Still, it’s normal for most Americans to feel unnerved during heightened volatility, Chatzky said.

“There’s very little doubt that consumers are feeling nervous, maybe more nervous than we’ve felt in quite some time,” she said.

Committing to setting money aside in a high-yield savings account, whether by scaling back on dining out or rideshare expenses, will help regain some financial control, Chatzky said.

Top-yielding online savings accounts currently pay 4.4%, on average, well beyond the savings account rates at some of the largest retail banks, which average just 0.41%.

“Taking action is the best way to feel more resilient,” she said.
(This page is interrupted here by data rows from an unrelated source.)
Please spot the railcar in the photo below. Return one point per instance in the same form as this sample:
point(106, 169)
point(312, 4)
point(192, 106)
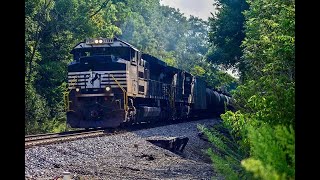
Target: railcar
point(112, 83)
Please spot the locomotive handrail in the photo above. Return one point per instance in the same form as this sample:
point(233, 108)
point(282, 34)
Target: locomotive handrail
point(125, 96)
point(66, 94)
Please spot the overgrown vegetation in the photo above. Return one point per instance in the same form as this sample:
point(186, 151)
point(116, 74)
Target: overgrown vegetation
point(262, 143)
point(52, 28)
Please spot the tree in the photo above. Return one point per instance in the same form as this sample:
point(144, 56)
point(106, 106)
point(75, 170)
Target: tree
point(227, 33)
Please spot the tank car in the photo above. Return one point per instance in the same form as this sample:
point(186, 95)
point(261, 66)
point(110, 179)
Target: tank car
point(112, 83)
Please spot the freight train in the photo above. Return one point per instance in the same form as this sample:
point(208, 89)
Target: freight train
point(111, 83)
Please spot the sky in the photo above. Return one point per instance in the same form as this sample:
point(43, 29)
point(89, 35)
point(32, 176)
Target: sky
point(199, 8)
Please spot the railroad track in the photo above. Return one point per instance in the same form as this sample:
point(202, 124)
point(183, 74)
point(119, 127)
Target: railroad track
point(50, 138)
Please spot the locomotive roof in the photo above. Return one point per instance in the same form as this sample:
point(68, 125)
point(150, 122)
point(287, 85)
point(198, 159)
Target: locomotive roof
point(115, 43)
point(151, 59)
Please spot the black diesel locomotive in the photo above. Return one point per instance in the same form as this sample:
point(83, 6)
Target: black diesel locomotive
point(111, 83)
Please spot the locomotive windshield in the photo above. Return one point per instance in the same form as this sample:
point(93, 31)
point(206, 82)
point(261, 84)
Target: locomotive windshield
point(121, 52)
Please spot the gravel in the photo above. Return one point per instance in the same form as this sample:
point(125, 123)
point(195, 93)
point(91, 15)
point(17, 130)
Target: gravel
point(124, 156)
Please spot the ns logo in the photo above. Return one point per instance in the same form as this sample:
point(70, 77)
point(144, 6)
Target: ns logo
point(94, 80)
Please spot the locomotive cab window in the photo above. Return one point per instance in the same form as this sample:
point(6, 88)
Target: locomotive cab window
point(121, 52)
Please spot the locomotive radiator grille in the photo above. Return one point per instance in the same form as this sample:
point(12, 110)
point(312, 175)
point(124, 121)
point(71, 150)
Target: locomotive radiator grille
point(97, 79)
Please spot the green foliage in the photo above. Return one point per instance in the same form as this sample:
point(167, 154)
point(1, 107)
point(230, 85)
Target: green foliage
point(272, 152)
point(226, 33)
point(36, 110)
point(263, 126)
point(225, 154)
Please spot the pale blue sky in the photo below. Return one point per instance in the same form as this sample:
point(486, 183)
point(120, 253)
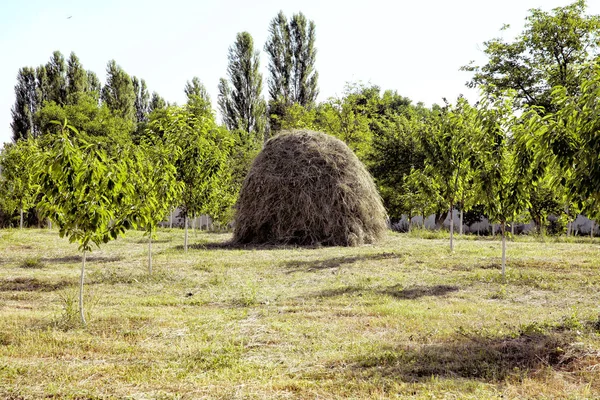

It’s understandable why some may be hesitant to continue investing, however, when you are investing for the long term, a down market is an opportunity for dollar-cost averaging, which helps smooth out price fluctuations in the market, Chatzky said.

This is also a good time to check your investments to make sure you are still allocated properly and rebalance as needed, so you are not taking on more risk that you are comfortable with, she added.

Timing the market is a losing bet

Talk yourself down from making any sudden financial moves, Chatzky advised.

Trying to time the market is almost always a bad idea, other financial experts also say. That’s because it’s impossible to know when good and bad days will happen.

For example, the 10 best trading days by percentage gain for the S&P 500 over the past three decades all occurred during recessions, often in close proximity to the worst days, according to a Wells Fargo analysis published last year.

And, although stocks go up and down, the S&P 500 index has an average annualized return of around 10% over the past few decades.